De'Longhi Dedica Style EC685 vs Gaggia Classic Pro
The Dedica Style at $199 and the Gaggia Classic Pro at $449 are both entry-level semi-automatics without grinders, but they are built for different users. The Dedica is the right call for space-constrained beginners who want a forgiving, low-fuss machine. The Gaggia is the right call for anyone willing to learn real espresso technique — its commercial 58mm group head, all-metal build, and 10-20 year service life make it a far better long-term investment at $250 more.
Spec face-off
Bars scaled to the higher value. Coloured = wins that spec.
Full specifications
Strengths & weaknesses
Full comparison
The Dedica Style costs $199 and the Gaggia Classic Pro costs $449 — a $250 difference with no grinder included in either machine. Both are semi-automatics that require a separate burr grinder to produce quality espresso. The critical divergence is in build philosophy and ceiling. The Dedica uses pressurized baskets and a 51mm non-standard portafilter that limits the accessory ecosystem. The Gaggia uses a commercial-standard 58mm group head with non-pressurized baskets, giving it access to the widest range of professional accessories, tampers, and upgrade baskets available.
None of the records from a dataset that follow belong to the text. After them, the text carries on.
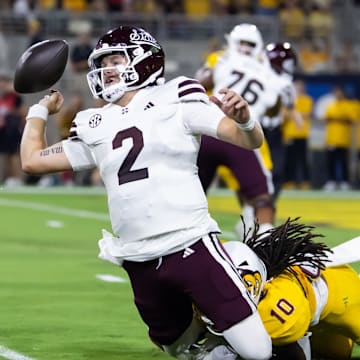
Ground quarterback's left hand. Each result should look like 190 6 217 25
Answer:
210 88 250 124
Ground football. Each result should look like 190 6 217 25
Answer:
14 40 69 94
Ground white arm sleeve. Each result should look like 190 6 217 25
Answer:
223 312 272 360
62 140 96 171
182 101 226 137
297 332 311 360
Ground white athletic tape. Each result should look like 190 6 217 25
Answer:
0 345 35 360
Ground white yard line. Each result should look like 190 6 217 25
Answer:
0 198 109 220
0 345 35 360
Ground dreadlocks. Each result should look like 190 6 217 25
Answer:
244 217 332 279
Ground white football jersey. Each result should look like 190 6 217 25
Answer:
63 77 225 261
260 64 296 129
213 52 279 121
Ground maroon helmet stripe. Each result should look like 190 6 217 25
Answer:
179 88 205 98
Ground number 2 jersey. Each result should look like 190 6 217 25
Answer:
63 77 225 261
213 52 280 120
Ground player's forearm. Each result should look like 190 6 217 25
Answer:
217 117 264 150
20 118 47 173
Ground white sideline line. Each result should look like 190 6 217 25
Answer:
0 345 35 360
0 198 236 240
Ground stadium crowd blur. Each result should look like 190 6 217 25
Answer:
0 0 360 191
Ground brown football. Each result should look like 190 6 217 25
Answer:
14 40 69 94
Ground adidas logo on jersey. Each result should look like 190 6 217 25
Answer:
144 101 155 111
183 248 195 259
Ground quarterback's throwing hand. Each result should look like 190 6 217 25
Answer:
210 88 250 124
39 90 64 115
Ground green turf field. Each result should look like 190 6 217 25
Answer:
0 188 360 360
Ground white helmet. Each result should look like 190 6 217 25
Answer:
226 23 264 58
224 241 267 304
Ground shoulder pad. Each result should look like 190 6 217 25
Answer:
206 50 224 69
258 275 311 346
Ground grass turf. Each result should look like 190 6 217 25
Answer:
0 188 360 360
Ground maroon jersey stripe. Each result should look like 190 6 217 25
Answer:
178 79 200 89
179 88 205 98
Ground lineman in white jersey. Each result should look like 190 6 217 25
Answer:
21 26 271 359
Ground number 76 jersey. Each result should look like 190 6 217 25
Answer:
63 77 225 250
213 52 283 121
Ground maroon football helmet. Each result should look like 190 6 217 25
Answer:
87 26 165 102
266 42 297 76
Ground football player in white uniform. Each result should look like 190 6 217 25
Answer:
21 26 271 360
196 24 278 239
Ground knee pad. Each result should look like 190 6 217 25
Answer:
253 197 275 213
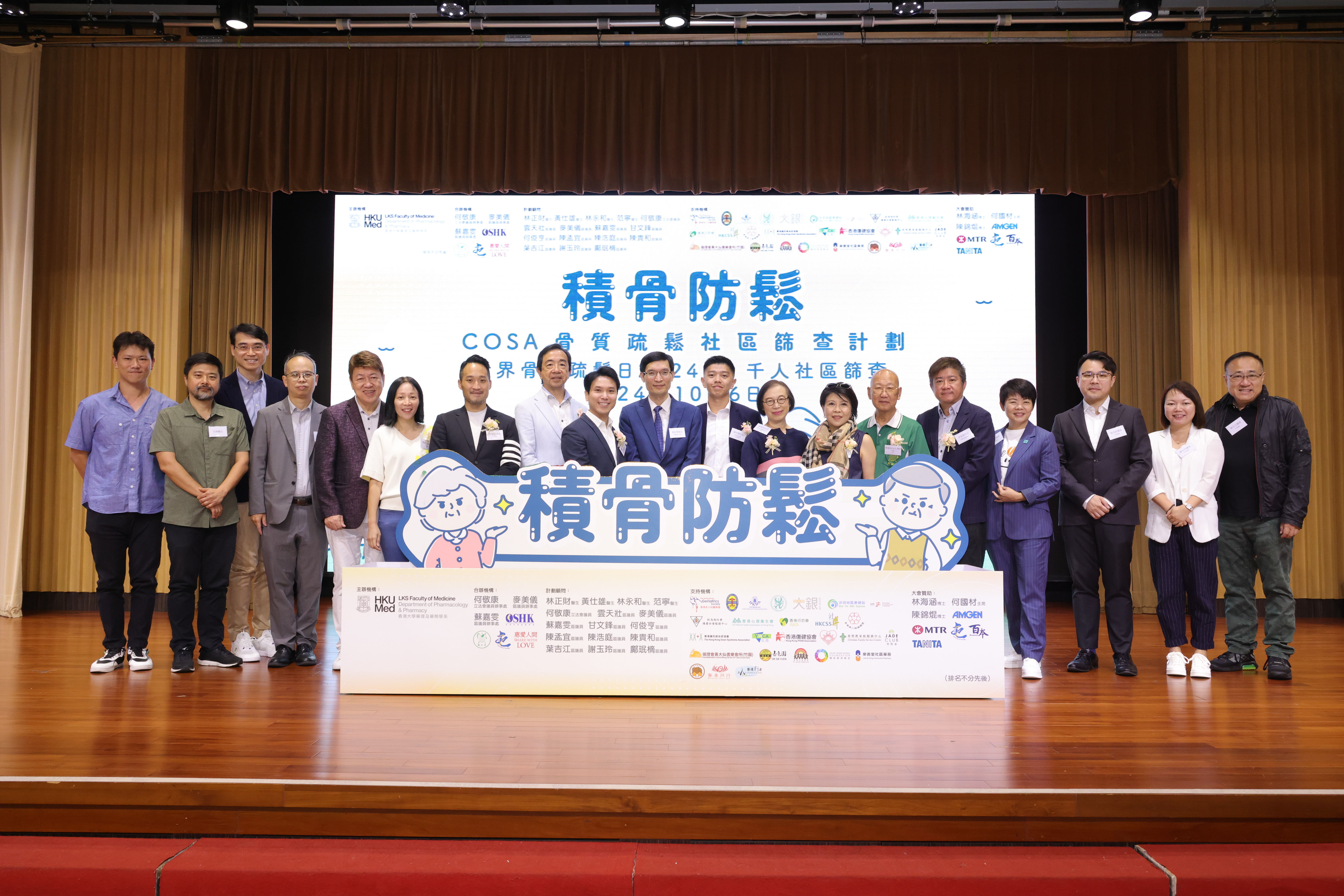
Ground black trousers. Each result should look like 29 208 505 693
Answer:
1062 520 1134 653
85 509 164 650
164 523 238 653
The Gaggia's build quality is categorically different. Its stainless steel chassis, commercial-grade internals, and widely available replacement parts give it a realistic 10-20 year lifespan. The Dedica, built around a thermoblock and consumer-grade components, is realistically a 3-5 year machine. The Gaggia Evo Pro also ships with its OPV correctly set to 9 bars out of the box — older Classic Pro units often required manual adjustment, but that has been addressed in current production.
For milk drinks, both machines have manual steam wands, but the Gaggia's steam power is meaningfully stronger, enabling real microfoam technique for latte art with practice. The Dedica's thermoblock steam is functional but modest and taxes easily under back-to-back milk drinks. The Gaggia does require waiting between brewing and steaming due to its single 100mL boiler, which slows workflow for multiple drinks in a row.
The Dedica wins on physical size — under 6 inches wide versus the Gaggia's larger footprint — and on beginner forgiveness. Its pressurized baskets produce decent-looking espresso regardless of grind technique, which is reassuring early on. But anyone serious about espresso who has room for the Gaggia should spend the extra $250. The Gaggia will still be producing excellent espresso a decade from now; the Dedica will likely be replaced long before that.